CBS

Vrijdag 31 maart 2006 9:30
Overheidstekort 2005 daalt fors

Het EMU-saldo van de overheid over 2005 is uitgekomen op -0,3 procent van het BBP. Het overheidstekort blijft daarmee ruimschoots onder de Europese norm van 3 procent. Het EMU-tekort is ook fors lager dan in 2004. Toen bedroeg het tekort 1,9 procent. De EMU-schuld van de overheid is in 2005 iets opgelopen naar 52,9 procent van het BBP. Dit blijkt uit voorlopige cijfers van het CBS.

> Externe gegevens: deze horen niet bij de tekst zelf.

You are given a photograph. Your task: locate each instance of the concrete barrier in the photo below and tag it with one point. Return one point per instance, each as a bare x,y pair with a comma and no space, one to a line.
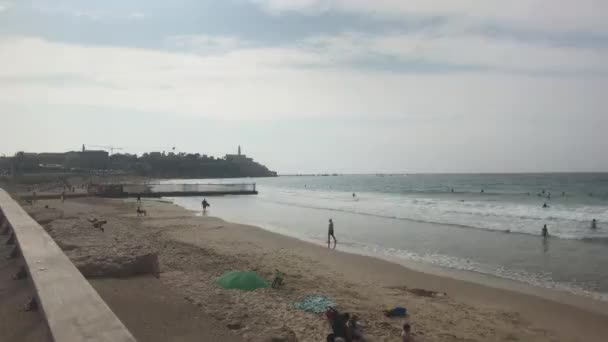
73,310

Het EMU-saldo van 2004 is bijgesteld in vergelijking met de eerdere raming in juli 2005. Toen kwam het overheidstekort voor 2004 uit op 2,1 procent.

Licht overschot Rijk

Het Rijk had vorig jaar 0,2 miljard euro meer inkomsten dan uitgaven. Het is daarmee voor het eerst sinds 2000 dat het Rijk weer een overschot heeft. Door de aantrekkende economie en het bankieren bij de staat namen de belastinginkomsten fors toe, vooral uit de dividend- en de vennootschapsbelasting. Daarnaast was de milieubelasting hoger door verhoging van de tarieven. De loonbelasting en premies daarentegen stegen nauwelijks vergeleken met 2004. Verder ontving het Rijk ruim 1 miljard meer aan aardgasbaten en namen de rentelasten af. Ook de rest van de centrale overheid leverde een positieve bijdrage aan het saldo met 0,2 miljard euro.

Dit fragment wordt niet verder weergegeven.